Altro percorso, se vogliamo più virtuoso, è stato quello di The King of Fighters. Il torneo made in SNK dei più celebri 3vs3, ha iniziato a mettere radici ancor prima degli smartphone, direttamente su cellulare. Addirittura nel 2005 spunta infatti un oscuro Kof per Nokia N-Gage.
Intorno al 2012 la tredicesima iterazione della saga viene convertita per mobile. Anche qui, il riscontro commerciale della cosa resta nebuloso. Il gioco è ancora intatto e riscattabile tutt’ora dagli store sotto il titolo KOF-A2012 (F), in una versione non aggiornata agli ultimi firmware, una sorta di vessillo lasciato alla polvere e ai posteri.
Successivamente, si è andati verso uno svecchiamento con Kof 98 UM OL, anno 2017: una operazione analoga a quella di Street Fighter:Duel. I più recenti The King of Fighters ALLSTAR e The King of Fighters ARENA, hanno integrato le caratteristiche beat em up e free to play nella loro formula, incrociando allo stesso tempo le dita per intercettare i gusti dei giocatori casual.
Namco invece non ci ha maNco provato. La prima apparizione di Kazuya e compagni avviene circa con Tekken Card Tournament, gioco di carte dall’universo videoludico del 2013, poi discontinuato nel 2017.
Nel dimenticatoio sono passati anche Tekken Mobile, gioco sempre a base di carte ma con un approccio più dinamico e in tempo reale con una lifespan di meno di un anno, e Tekken Arena, un esperimento bizzarro che sembrava voler mettere la Mishima Zaibatsu al centro di un gioco gestionale tipo Mafia.
Un gioco che ha messo in risalto in maniera interessante alcuni aspetti dei fighting game è Fantasy Strike. I creatori del gioco in una intervista esprimevano come seguendo la loro visione, il titolo andasse a porsi come una sorta di picchiaduro entry level per chi a colazione non mastica hitboxes, i-frames, zoning, chip damage e quant’altro, scomponendo e rendendo riconoscibili queste unità di gioco.
Con le meccaniche evidenziate, i comandi semplificati e il ritmo rallentato, giocare a un fighting game sembra moltocome giocare a un real-time strategy. Bisogna valutare con attenzione vari fattori, come la vita rimanente, la convenienza di una trade di colpi, il posizionamento dei combattenti, il super gauge.
Alle turbo-velocità dei fighting game standard tutte queste valutazioni avvengono a un livello istintivo, i movimenti vanno impressi nella memoria muscolare delle dita e va da se che una inconsistenza nell’input comandi compromette fortemente il gioco competitivo.

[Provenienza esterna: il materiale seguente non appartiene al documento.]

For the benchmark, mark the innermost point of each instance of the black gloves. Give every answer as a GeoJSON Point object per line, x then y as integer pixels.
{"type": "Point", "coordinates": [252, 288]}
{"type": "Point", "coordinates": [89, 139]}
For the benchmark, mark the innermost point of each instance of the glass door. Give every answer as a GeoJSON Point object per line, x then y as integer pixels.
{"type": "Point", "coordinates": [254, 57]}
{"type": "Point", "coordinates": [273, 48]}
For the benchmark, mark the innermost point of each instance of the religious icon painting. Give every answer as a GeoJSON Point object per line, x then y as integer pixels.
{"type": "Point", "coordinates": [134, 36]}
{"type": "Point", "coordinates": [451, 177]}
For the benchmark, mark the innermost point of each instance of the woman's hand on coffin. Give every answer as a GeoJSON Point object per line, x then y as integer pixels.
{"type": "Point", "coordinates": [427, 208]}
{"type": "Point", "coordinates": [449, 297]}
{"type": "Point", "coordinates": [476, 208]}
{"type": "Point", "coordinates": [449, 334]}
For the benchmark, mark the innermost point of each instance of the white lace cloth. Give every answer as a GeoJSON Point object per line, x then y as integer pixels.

Lo strano caso del fighting game su piattaforme mobile ci conduce quindi a una sorta di gate. I pesci più grossi come facile immaginare, rimangono incastrati nei loro stessi retaggi mentre quelli piccoli sopravvivono alla selezione naturale se trovano un buco dove sgusciare.

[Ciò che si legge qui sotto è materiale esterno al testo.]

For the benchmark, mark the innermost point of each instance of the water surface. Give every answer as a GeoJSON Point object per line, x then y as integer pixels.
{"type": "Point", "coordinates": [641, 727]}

Ad esempio c’è Brawlhalla (Android, iOS) che non se la passa malissimo, appollaiato sul ramo dei platform fighting e forte di un cross play totale su tutte le piataforme possibili e immaginabili.

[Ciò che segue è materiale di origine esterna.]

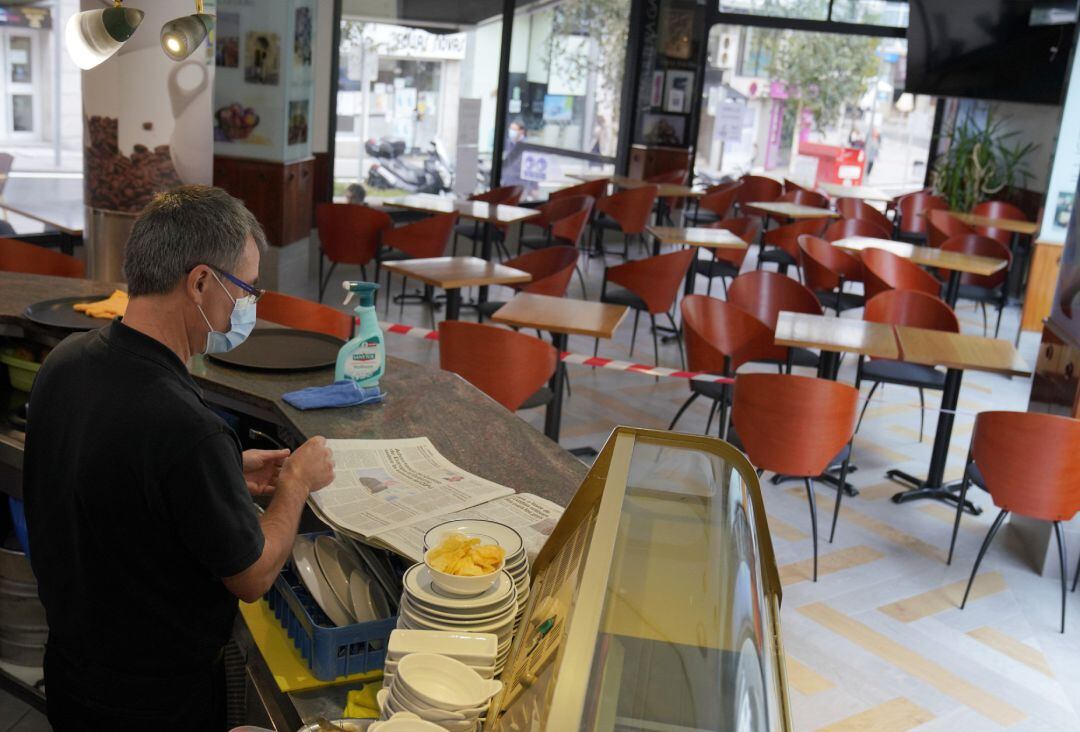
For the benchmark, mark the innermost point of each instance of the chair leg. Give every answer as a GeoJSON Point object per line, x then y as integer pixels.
{"type": "Point", "coordinates": [633, 336]}
{"type": "Point", "coordinates": [813, 520]}
{"type": "Point", "coordinates": [982, 552]}
{"type": "Point", "coordinates": [959, 509]}
{"type": "Point", "coordinates": [865, 404]}
{"type": "Point", "coordinates": [1061, 558]}
{"type": "Point", "coordinates": [839, 495]}
{"type": "Point", "coordinates": [693, 395]}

Bloody Bastards e Gladihoppers, sono due giochi dal setting simile, arcade e feroce e in cui la componente casuale ha una rilevanza sia sui colpi inferti che sugli spostamenti ondeggianti degli avatar pixellosi che finiscono inevitabilmente gli scontri ricoperti di sangue.
DRAGON BALL LEGENDS (Android, iOS) con la spettacolarità delle animazioni e la riconoscibilità del brand ha saputo attecchire su un gran numero di fans, seducendo anche con la componente del collezionismo.
Di particolare successo anche la saga di Shadow Fight e Skullgirls, entrambi con una semplificazione dei comandi che permette un’alta fruibilità anche con l’ausilio di un touch screen.
Perché in fondo è tutto qui: a volte per avere successo tocca essere l’opposto di un certo, e per quanto perfetto, colonnello dell’aeronautica.